I love the concept, and it could make for a funny story. At this point, it's hard to see what direction the writer wants to take. There is no comedy or action so far. There is some drama. Other violent events were mentioned, they are completely off-screen, so no one should have a problem with them. If you are the faint of heart, don't worry--there's nothing graphic so far. It looks like it's going into magic and cultivation, but very little of either thing has been mentioned. It looks like it's supposed to give a dark feeling, but it doesn't do that or make me want to cheer for the protagonist at all. The traumatic events are brushed over pretty quickly.
Background information? What's that? A little information has been revealed about the MC's parents, but it's provided in a manner of telling rather than showing. The details of past events are very vague, making them difficult to picture.
World background? Not revealed yet.
There is no character depth at all so far. The character details are essentially limited to male, female, mother, father, and mean person.
I don't think there's been any imagery at all thus far except for describing the MC's appearance. A greater use of imagery could evoke a more emotional response in readers.
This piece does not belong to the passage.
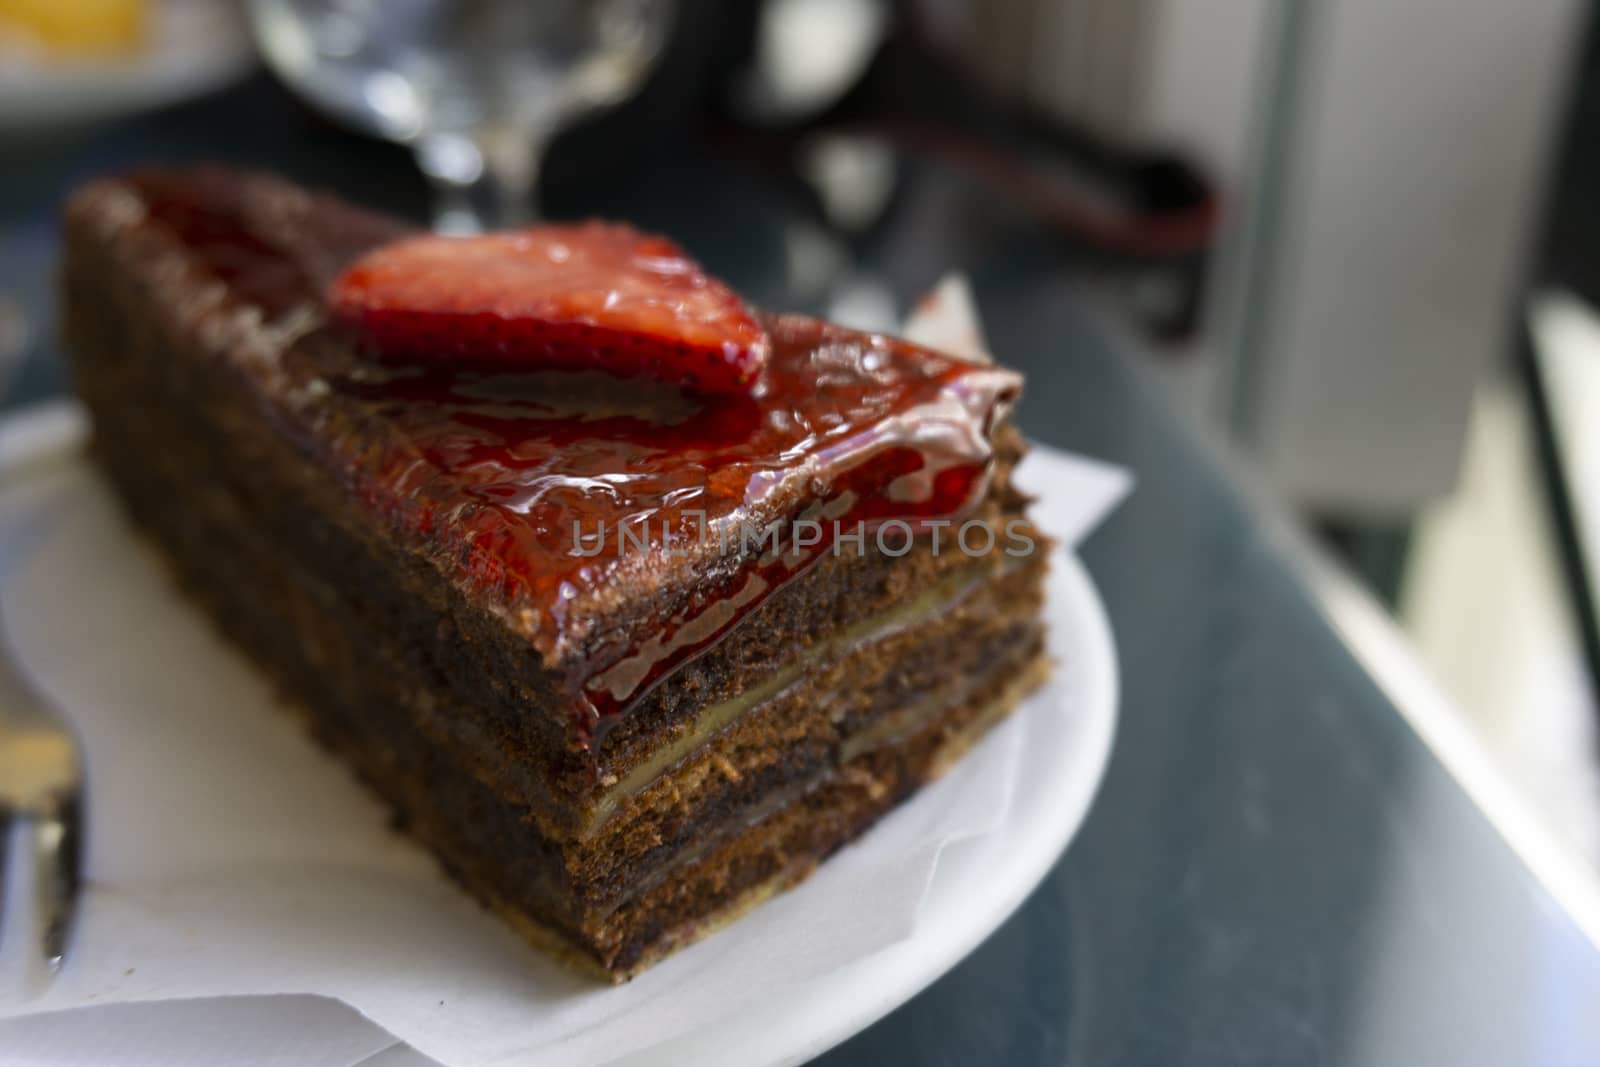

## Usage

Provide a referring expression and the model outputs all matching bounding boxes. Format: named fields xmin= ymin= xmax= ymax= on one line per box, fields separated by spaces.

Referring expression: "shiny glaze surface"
xmin=122 ymin=170 xmax=1020 ymax=735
Although the MC is an eight-year-old who is 4'11," the height of a small *****, no explanation is given for this.
Although there are only six chapters so far, there are logical inconsistencies present already, especially in regards to character actions and the absent world setting.
The writer uses "sh!t" a lot as a substitution for other words, making it feel very overused. I'm not sure if there's been a chapter thus far without this curse word. The writing quality could use some review. The events in the story could be expanded upon with more detail and elaboration to pull readers into the story. Everything happens so fast, it leaves me wondering what the point of anything was.
Nearly every sentence has at least one obvious grammatical error or typo. Tenses flicker between past and present tense. There are also examples of passive tense, even in sentences important to the plot line. These types of errors are common to new writers. That said, the story is readable.
Overall, I'd say the concept is interesting, but the follow-through needs some work.